Loupassi pushing for open bids on Shockoe project

A Richmond legislator wants the General Assembly to tie use of state funds for a slavery heritage site in Richmond to a requirement that the city seek competitive bids for a baseball stadium and related development proposed by Mayor Dwight C. Jones in Shockoe Bottom.

 

Del. G. Manoli Loupassi, R-Richmond, asked House Appropriations Committee Chairman S. Chris Jones, R-Suffolk, on Tuesday to amend the pending state budget to enforce a state law requiring competitive procurement on local projects that receive state financial aid.

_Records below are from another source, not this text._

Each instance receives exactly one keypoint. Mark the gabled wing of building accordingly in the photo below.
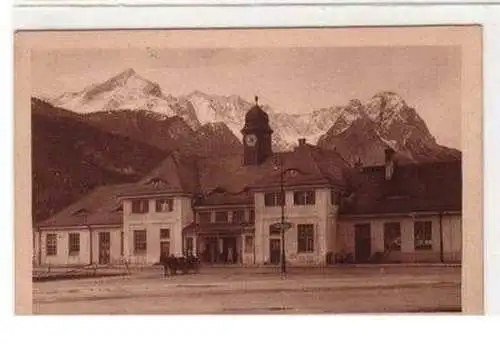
(101, 206)
(423, 187)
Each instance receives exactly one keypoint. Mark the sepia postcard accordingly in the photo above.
(249, 171)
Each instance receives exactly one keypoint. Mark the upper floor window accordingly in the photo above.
(140, 241)
(204, 217)
(274, 230)
(304, 197)
(251, 216)
(221, 216)
(274, 199)
(305, 238)
(164, 205)
(422, 232)
(51, 244)
(238, 216)
(164, 233)
(74, 243)
(248, 244)
(140, 206)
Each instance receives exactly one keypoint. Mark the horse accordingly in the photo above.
(172, 264)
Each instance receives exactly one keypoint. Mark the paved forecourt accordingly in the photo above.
(234, 290)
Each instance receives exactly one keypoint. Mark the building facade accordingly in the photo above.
(228, 210)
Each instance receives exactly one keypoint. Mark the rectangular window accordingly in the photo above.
(238, 216)
(205, 217)
(74, 243)
(164, 205)
(251, 216)
(221, 216)
(164, 233)
(274, 199)
(51, 244)
(140, 206)
(273, 230)
(189, 245)
(305, 238)
(304, 197)
(248, 244)
(392, 236)
(335, 197)
(140, 241)
(422, 231)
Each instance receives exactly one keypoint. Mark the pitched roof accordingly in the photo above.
(307, 165)
(433, 186)
(101, 206)
(175, 174)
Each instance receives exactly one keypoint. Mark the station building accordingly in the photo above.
(228, 210)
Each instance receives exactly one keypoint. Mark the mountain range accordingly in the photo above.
(117, 130)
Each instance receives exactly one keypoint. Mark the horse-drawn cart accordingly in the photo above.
(172, 265)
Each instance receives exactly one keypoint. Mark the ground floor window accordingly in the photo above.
(423, 235)
(140, 241)
(164, 248)
(305, 238)
(248, 244)
(189, 245)
(51, 244)
(392, 236)
(74, 243)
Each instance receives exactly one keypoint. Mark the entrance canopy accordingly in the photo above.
(218, 229)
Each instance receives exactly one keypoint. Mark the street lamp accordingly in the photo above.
(283, 225)
(282, 203)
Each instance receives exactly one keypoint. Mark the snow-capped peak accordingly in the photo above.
(127, 90)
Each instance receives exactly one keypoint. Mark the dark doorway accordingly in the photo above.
(104, 247)
(229, 253)
(164, 248)
(275, 251)
(362, 238)
(210, 250)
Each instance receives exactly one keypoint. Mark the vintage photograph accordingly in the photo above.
(322, 173)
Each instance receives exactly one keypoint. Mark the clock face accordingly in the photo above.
(251, 140)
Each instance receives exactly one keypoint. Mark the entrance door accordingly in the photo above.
(229, 254)
(104, 247)
(275, 251)
(362, 238)
(164, 248)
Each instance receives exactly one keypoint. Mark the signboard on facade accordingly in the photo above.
(280, 226)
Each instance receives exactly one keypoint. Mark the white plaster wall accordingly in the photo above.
(152, 222)
(452, 237)
(63, 257)
(316, 214)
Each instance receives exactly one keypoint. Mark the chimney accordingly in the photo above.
(358, 164)
(389, 163)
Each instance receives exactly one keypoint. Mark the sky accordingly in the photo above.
(291, 80)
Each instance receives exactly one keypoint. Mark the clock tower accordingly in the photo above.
(256, 136)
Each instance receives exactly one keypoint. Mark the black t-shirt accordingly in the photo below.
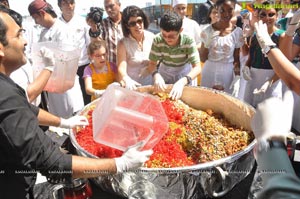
(24, 147)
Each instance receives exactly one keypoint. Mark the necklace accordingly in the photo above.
(139, 42)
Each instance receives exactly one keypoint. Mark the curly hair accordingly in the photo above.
(170, 21)
(132, 11)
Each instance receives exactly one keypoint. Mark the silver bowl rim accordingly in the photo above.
(200, 166)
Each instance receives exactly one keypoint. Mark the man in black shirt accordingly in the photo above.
(24, 147)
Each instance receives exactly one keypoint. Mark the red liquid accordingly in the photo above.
(83, 191)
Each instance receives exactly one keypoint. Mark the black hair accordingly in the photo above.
(220, 2)
(268, 5)
(95, 45)
(209, 13)
(49, 9)
(3, 26)
(69, 1)
(170, 21)
(132, 11)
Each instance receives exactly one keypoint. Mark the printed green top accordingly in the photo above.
(174, 56)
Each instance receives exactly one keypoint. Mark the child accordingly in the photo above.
(98, 74)
(177, 54)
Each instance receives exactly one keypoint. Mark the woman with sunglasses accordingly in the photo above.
(221, 50)
(262, 81)
(133, 50)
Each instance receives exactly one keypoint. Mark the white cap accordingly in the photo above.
(176, 2)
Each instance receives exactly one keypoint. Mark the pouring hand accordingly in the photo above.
(77, 120)
(177, 89)
(130, 83)
(273, 117)
(159, 83)
(294, 24)
(235, 85)
(48, 58)
(262, 35)
(132, 158)
(246, 73)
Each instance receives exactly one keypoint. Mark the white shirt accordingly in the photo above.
(23, 77)
(71, 101)
(192, 29)
(56, 33)
(78, 33)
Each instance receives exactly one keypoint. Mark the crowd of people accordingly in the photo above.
(256, 65)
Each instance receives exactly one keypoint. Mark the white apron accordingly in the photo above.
(259, 77)
(67, 103)
(217, 73)
(173, 74)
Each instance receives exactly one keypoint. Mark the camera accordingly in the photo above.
(95, 14)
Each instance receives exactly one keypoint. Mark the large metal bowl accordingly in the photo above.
(205, 180)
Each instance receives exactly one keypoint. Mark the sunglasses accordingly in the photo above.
(170, 36)
(133, 23)
(109, 6)
(262, 15)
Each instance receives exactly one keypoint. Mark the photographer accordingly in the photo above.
(109, 29)
(94, 19)
(77, 31)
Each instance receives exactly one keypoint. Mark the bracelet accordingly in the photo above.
(188, 78)
(293, 24)
(94, 34)
(154, 73)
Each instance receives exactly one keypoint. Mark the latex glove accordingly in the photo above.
(273, 117)
(177, 89)
(246, 73)
(48, 58)
(144, 72)
(132, 158)
(98, 93)
(264, 87)
(77, 120)
(294, 24)
(159, 83)
(235, 85)
(262, 35)
(130, 83)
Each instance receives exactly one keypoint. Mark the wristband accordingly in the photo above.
(94, 34)
(154, 73)
(188, 78)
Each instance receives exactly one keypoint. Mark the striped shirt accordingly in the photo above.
(111, 33)
(174, 56)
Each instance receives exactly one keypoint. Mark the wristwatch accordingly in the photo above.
(267, 49)
(189, 79)
(267, 144)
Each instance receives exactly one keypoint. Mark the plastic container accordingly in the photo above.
(123, 118)
(66, 65)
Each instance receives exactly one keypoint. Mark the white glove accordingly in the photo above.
(130, 83)
(159, 83)
(177, 89)
(144, 72)
(262, 35)
(263, 89)
(246, 73)
(235, 85)
(77, 120)
(48, 58)
(98, 93)
(273, 117)
(294, 24)
(132, 158)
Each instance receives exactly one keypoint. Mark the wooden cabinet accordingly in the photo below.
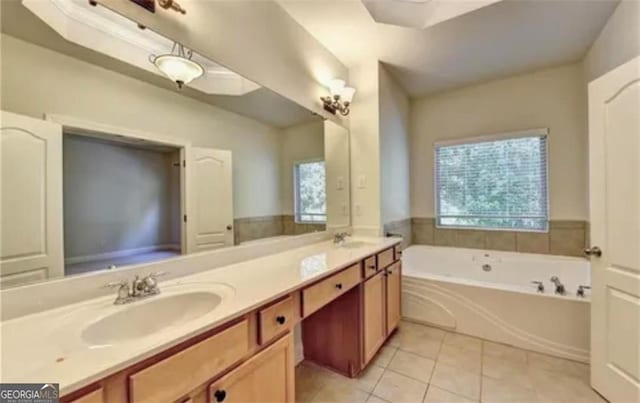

“The state’s law protects an important public policy, that is it ensures that public dollars cannot be spent with favored or chosen individuals,” said Loupassi, a former Richmond City Council president who opposes the mayor’s plan.

 

Loupassi’s letter, distributed to the mayor and members of the council, said the state law also “ensures that all businesses that might be able to participate in a potential project have the right to bid and attempt to get public business.”

 

“Additionally, it protects the public’s purse strings because it guarantees that the price negotiated is likely to be the best with many different bidders seeking public contracts,” he wrote. “The law seeks to prevent insider dealing.”

 

The pending state budget includes up to $11 million for the slavery heritage project — an interpretative pavilion at Lumpkin’s Jail, improvements to the Richmond Slave Trail, and a slavery museum — that is part of the mayor’s economic development proposal for the Bottom.

 

Jones, the Appropriations chairman, said Tuesday that he would expect Richmond to use a competitive procurement process for the portions of the project that would receive state money, but not the stadium and other parts of the mayor’s plan.

 

“We can’t get into prescribing that,” he said.

 

Loupassi said in an interview that the stadium, adjoining private development and slavery heritage site have been “packaged as one thing” by the mayor, so he asked the Appropriations chairman to require the city to use competitive procurement “for the entire development project.”

 

“To the extent they want us to give them state money, they ought to follow what the state law requires,” he said in an interview.

 

Tammy Hawley, the mayor’s press secretary, said the city expects that the Richmond Economic Development Authority “will bid out the stadium portion of the work.”

 

Hawley questioned whether the city could dictate how private developers award contracts for their parts of the project, which include residential development, a hotel and grocery store, and possibly offices.

 

Under the mayor’s plan, the EDA, a quasi-public body, would act as the city’s agent to oversee the land transactions necessary to construct the stadium, as well as private development proposed as part of the project.

 

The city would enter into a “Shockoe Development Cooperation Agreement” with the EDA, empowering it to build and own the stadium and lease it to the Richmond Flying Squirrels, a Double-A baseball team that plays now at The Diamond on North Boulevard.

 

Loupassi expressed concern to Chairman Jones that the EDA “is being used to bypass any competitive bid process.”

 

He said “it is not my intention to have the state legislature dictate to the mayor or City Council on what is the best project for Richmond.”

 

However, he added, “I cannot support state money being associated with the no-bid secretive negotiation process being used by the city … regarding the Shockoe proposal.”